10.8 Estimating $2\times 2$ Contingency Table

To estimate the table for attribute $k$, we need to know $P(\alpha_{ik}=a|\mathbf{y}_i)$ and $I(\hat{\alpha}_{ik}=b|\mathbf{y}_i)$. Let us take student 8 as an example.

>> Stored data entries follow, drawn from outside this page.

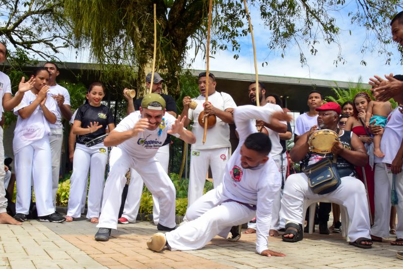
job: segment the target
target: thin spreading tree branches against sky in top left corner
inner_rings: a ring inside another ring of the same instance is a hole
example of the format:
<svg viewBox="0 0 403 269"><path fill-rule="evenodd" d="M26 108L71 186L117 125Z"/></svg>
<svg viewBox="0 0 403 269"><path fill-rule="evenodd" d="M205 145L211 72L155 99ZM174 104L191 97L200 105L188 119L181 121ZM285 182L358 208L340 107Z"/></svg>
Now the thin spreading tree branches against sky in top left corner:
<svg viewBox="0 0 403 269"><path fill-rule="evenodd" d="M26 54L57 60L62 48L71 46L70 26L61 16L61 0L0 0L0 40L9 58ZM11 46L10 46L11 45Z"/></svg>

Run the following code:

Code

library(GDINA)
Y <- ecpe$dat
Q <- ecpe$Q
lcdm <- GDINA(Y, Q, model = "GDINA",verbose = 0)
mp <- personparm(lcdm,"mp")
mp.student8 <- mp[8,]
mp.student8

##     A1     A2     A3 
## 0.0041 0.4801 0.9648

Recall that $$\hat{p}_{00}=\frac{1}{n}\sum_{i=1}^nP(\alpha_{ik}=0|\mathbf{y}_i)I(\hat{\alpha}_{ik}=0|\mathbf{y}_i)$$ Verify that for attribute 1 (i.e., $k=1$) and student 8 (i.e., $i=8$), $I(\hat{\alpha}_{ik}=0|\mathbf{y}_i)=1$ and $P(\alpha_{ik}=0|\mathbf{y}_i)=$ 0.9959

EXERCISES

• Write your code to estimate $p_{00}$ and $p_{11}$ for attribute 1.
• Compare the classification accuracy of attribute 1 from the analytic solution with the one from Monte Carlo approach.